Sara-Kate worked with the writer Deb Olin Unferth.
What were your goals for this program, and how did you communicate them to your mentor?
Since I am in the New School's MFA program and had recently made the switch from poetry to nonfiction, I expressed to Deb that I was unsure how the genre change would affect my writing style. We discussed my comfort with language and detail and how I could maintain these qualities while organizing a larger work. Deb helped me break down the different parts of my story through focusing on one piece at a time. In doing so, she allowed me to trust that the big picture would reveal itself to me as I constructed its individual components. This made the process far less daunting.
How would you describe the matching process and how well matched you were with your mentor?

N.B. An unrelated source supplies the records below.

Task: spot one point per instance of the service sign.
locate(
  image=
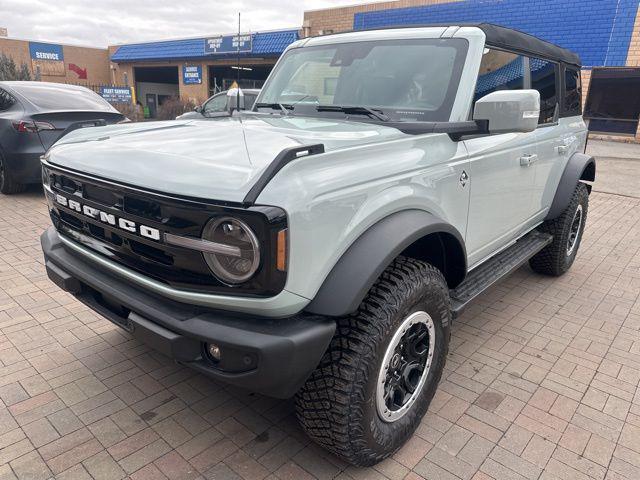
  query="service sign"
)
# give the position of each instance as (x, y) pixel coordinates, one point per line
(191, 74)
(116, 94)
(46, 51)
(229, 44)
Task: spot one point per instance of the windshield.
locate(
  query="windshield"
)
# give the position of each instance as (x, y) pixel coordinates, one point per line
(406, 80)
(53, 97)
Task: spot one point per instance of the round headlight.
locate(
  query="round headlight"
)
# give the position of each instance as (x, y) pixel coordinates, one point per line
(242, 259)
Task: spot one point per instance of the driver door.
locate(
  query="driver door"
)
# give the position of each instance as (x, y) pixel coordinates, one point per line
(501, 168)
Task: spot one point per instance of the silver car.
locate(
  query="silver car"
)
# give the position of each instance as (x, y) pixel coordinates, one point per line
(321, 244)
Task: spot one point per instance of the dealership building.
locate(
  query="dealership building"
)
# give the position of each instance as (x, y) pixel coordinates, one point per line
(605, 33)
(196, 68)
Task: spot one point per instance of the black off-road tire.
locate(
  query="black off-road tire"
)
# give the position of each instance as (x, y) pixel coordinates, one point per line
(337, 405)
(555, 259)
(7, 185)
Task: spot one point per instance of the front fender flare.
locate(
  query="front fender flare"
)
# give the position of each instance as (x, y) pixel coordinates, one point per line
(579, 167)
(364, 261)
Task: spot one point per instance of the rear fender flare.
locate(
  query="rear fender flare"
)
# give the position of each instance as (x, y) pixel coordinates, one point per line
(580, 167)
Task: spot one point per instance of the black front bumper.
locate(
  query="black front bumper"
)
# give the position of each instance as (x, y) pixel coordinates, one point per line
(265, 355)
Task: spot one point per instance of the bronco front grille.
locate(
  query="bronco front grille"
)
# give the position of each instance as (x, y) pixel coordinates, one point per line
(176, 266)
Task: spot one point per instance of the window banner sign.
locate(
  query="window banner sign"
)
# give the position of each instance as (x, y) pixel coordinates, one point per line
(47, 59)
(46, 51)
(116, 94)
(191, 74)
(228, 44)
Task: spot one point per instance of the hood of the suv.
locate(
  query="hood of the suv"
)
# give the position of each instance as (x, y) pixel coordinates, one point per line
(217, 159)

I don't think I was quite what Deb expected going into the process, but I'm so glad she chose me! During our first conversation, she discussed her reasons for selecting me, and it was very encouraging to hear how much my voice and tone caught her eye. It turned out to be an amazing match. Her first book, Revolution: The Year I Fell in Love and Went to Join the War, is a memoir in which she revisited her fascinating adventure as a young adult. After its publication, she has written both fiction and nonfiction. I, too, am working on a memoir about my adventures/antics and hope to dabble in a variety of genres in the future. It was incredibly beneficial to be paired with someone whose career trajectory is one I aspire to follow.

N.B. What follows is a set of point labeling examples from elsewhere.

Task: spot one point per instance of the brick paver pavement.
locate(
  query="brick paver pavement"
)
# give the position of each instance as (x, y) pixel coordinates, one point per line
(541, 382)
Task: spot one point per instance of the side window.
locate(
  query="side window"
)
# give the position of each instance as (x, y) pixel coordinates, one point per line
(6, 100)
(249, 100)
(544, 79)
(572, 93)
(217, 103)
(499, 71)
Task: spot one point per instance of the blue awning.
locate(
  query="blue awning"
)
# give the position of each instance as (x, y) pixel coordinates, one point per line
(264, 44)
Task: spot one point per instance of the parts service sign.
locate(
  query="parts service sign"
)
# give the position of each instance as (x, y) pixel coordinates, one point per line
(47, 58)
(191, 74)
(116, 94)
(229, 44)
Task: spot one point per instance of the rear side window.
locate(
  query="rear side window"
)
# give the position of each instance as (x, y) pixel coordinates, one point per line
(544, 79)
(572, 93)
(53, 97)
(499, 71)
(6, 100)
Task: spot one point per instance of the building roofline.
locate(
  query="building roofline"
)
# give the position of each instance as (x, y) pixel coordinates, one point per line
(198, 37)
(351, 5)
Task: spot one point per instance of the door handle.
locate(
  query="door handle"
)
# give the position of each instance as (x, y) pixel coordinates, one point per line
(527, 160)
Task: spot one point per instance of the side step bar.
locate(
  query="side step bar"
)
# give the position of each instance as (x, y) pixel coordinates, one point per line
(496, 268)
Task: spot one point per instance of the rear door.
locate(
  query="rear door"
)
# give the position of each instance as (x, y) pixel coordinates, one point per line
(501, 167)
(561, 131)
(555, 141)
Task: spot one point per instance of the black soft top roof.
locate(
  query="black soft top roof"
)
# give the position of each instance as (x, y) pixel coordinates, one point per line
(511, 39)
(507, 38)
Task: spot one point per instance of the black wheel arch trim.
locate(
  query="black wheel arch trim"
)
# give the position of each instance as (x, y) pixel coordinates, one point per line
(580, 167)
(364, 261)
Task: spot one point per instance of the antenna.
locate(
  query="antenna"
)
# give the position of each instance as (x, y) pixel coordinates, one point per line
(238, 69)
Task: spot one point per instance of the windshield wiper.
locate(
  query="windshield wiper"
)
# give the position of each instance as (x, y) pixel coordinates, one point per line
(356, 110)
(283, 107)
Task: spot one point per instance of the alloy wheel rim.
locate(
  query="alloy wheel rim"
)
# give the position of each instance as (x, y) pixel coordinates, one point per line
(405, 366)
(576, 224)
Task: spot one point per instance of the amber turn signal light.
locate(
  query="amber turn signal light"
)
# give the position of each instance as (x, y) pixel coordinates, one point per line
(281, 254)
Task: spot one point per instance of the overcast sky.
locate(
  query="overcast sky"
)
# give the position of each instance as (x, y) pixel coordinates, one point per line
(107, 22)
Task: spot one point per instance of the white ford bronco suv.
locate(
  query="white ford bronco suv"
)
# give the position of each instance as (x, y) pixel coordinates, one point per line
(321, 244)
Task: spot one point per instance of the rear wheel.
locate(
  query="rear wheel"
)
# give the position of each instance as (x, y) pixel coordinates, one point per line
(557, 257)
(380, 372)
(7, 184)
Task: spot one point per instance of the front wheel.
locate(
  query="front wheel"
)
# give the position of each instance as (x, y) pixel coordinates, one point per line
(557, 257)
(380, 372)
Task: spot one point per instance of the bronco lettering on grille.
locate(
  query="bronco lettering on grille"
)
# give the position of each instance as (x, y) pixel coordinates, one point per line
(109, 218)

Was there a specific time you felt that you and your mentor "clicked"?
From our initial, magical conversation, I knew that I'd found a kindred spirit. When Deb first gave me feedback on the pieces I'd sent her, she told me that she would address me as though I were her colleague as opposed to her student. I feared harsh criticism, but her comments put me at ease. Deb’s sincere and perceptive feedback helped me identify patterns in my work that I hadn't quite pieced together. She helped direct my attention to the areas in my thought process that require more digging and development on my part.
What advice do you have for people entering the program next?
Go to the AWP conference if you can! After working together remotely for several months, it was surreal to finally meet at the conference. Having attended around fifteen conferences, Deb was the most popular girl in town and took me under her wing. As she introduced me to her friends, I felt fabulous by association. People even said we look like sisters, which I greatly enjoyed.
What is something you learned from your mentor or this process?
I can be anxious at times and repeatedly asked Deb whether she remembered being in my fledgling position. I wanted to know how she got from A to B, and how she stayed motivated in the interim. Since I'm just starting out, it can be hard to trust that I will ever accomplish my goals. But everyone started out in that grey area, and Deb assured me that my work would lead to great things.
In what ways did this experience differ from, say, taking a creative writing class or workshop?
Another set of eyes is always beneficial, and Deb is an expert. The one-on-one dynamic felt intimate and honest.
Where will you and your mentor go from here, following the formal conclusion of the program?
Deb has set me on the path to my memoir! The more I plug away, writing and rewriting, I am starting to see my story take shape. I will keep her up-to-date every step of the way, and when I reach the next stage of my process—publishing!—I know Deb will be there to help me navigate. I'm on the right track and must avoid the temptation to speed through it.